Eventually I stumbled through the blackness into the bathroom. As I opened the cabinet and searched for my bundled hog hairs on a stick and magic teeth goop I was having no luck. Then I remembered that when one is hoping to see an object it is imperative to open one's eyes. With that bit of advanced science on my side, I conjured up all the energy I could and peeled open my eyelids, which felt more opening one of those lift and pull cans of tuna than using a supposedly reflexive muscle. Squinting through my sleep frosted vision, I was able to find all my toothbrush and toothpaste (you didn't actually think I kept bundled hog hairs and magic teeth goop did you? I'm a college student! I can't afford magic! Get some perspective brosef).

After making myself socially acceptable in the bathroom I started a pot of coffee. I grabbed a granola bar and a banana and sat down to watch my daily fill of news from SourceFed on youtube while I waited for my coffee to be ready. When I powered on my computer I saw that I had only 15 minutes until I had to leave. Somehow I had lost 20 minutes blundering around in the bathroom. Without thinking—thats kind of my thing if you didn't catch on— I shoot up out of my chair, hitting my small Ikea table and knocking over the cup of tea I didn't clean up last night. Shit. I trudge over to the shelf where we keep the paper towel and wipe up the mess and take the cup into the bathroom.

Now I only have 12 minutes. I decide to sacrifice my usual charade I put on of having any sort of style and just stay in my sweat pants and tie dye t-shirt I wore to bed. I throw my hair into a pony tail and search for a clean pair of socks, but I was a fool for thinking I'd be so lucky to find any. I dig through my dirty laundry hamper and find the least smelly pair. That'll do donkey, that'll do. After my shameful outfit is complete I pack my backpack and while I'm zipping up all the pockets I realize I've lost my favorite pen. Please refer to the above stages of grief. I have 7 minutes until I have to leave. Shit! I never drank my coffee. I scuttle over to the coffee maker excitedly, anticipating the wonderful experience sure to come when my lips touch that miracle liquid. I take a sip and it rips my hopes and dreams away and throws them on the floor next to the overflowing garbage can by being gross and cold. As I am not a weenie, I do not sit idle by and weep while my hopes and dreams hang out with the garbage can. No sir! I take charge and toss my coffee in the microwave for 1 minute.
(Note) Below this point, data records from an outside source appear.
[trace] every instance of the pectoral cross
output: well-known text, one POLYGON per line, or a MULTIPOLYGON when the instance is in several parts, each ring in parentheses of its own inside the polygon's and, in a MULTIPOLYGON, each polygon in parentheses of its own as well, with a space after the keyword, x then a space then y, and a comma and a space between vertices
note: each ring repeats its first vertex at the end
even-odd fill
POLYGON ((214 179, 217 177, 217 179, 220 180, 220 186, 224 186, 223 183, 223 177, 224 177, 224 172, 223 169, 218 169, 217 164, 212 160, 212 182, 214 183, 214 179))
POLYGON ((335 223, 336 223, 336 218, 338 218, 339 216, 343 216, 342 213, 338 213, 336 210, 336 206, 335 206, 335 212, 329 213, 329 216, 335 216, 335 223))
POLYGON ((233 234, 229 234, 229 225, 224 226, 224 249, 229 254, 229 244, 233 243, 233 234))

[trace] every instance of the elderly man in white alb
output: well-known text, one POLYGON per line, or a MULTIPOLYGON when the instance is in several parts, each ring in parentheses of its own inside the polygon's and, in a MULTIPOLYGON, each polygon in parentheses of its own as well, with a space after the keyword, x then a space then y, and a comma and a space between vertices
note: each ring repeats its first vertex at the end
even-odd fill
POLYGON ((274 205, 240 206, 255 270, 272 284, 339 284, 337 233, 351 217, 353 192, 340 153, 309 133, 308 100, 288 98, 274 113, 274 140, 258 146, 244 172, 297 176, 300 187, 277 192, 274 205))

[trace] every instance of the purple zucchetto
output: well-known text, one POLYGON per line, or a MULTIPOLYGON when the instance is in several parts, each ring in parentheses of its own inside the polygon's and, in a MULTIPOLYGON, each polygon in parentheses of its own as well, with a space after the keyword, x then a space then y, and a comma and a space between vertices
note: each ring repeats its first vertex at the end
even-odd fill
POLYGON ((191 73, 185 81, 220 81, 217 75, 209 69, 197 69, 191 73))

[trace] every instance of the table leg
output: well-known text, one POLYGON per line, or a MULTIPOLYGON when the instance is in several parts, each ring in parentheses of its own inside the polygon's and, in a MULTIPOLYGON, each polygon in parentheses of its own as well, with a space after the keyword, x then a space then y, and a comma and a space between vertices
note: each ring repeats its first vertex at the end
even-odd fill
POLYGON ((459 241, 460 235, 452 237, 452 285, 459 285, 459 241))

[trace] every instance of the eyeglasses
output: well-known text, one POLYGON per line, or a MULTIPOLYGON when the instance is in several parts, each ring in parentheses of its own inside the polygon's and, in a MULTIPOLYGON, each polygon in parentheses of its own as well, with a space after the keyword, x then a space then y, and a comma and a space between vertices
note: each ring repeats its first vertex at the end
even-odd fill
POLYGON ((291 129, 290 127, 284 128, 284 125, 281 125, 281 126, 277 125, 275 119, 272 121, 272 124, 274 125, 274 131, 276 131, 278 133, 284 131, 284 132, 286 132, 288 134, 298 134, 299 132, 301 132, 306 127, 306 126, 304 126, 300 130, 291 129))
It beeps and I eagerly grab the cup and ignore that the cup is too hot. Then what do you know I burn my upper lip when I sip it and it is very very very hot. I grab a spoon and stir and blow and try not to think about how much I just want to fall into fetal position and go hang out with my hopes in dreams by the garbage.

I throw on my back pack and give my coffee about a minute to cool off, I think he just wanted some space and its understandable, I've been quite clingy and needy lately. When my coffee starts warming up to me again, I lovingly suck it all down only taking breaks for air. We really do belong together. I was supposed to leave one minute ago, time flies when you're going absolutely insane. I grab my keys and I'm out the door. My scrambled thoughts continue to bombard me all the way down the street until I get to the pond. As I stare out at the artificially manicured nature I see a group of ducks. I think about how they don't even have to get up, like they could sleep all day and here they are, up and at 'em, just being ducks. Then all of the jumbled fragments of ideas in my head disappear for a second and I have this moment of clarity where I realize that ducks are some pretty cool guys.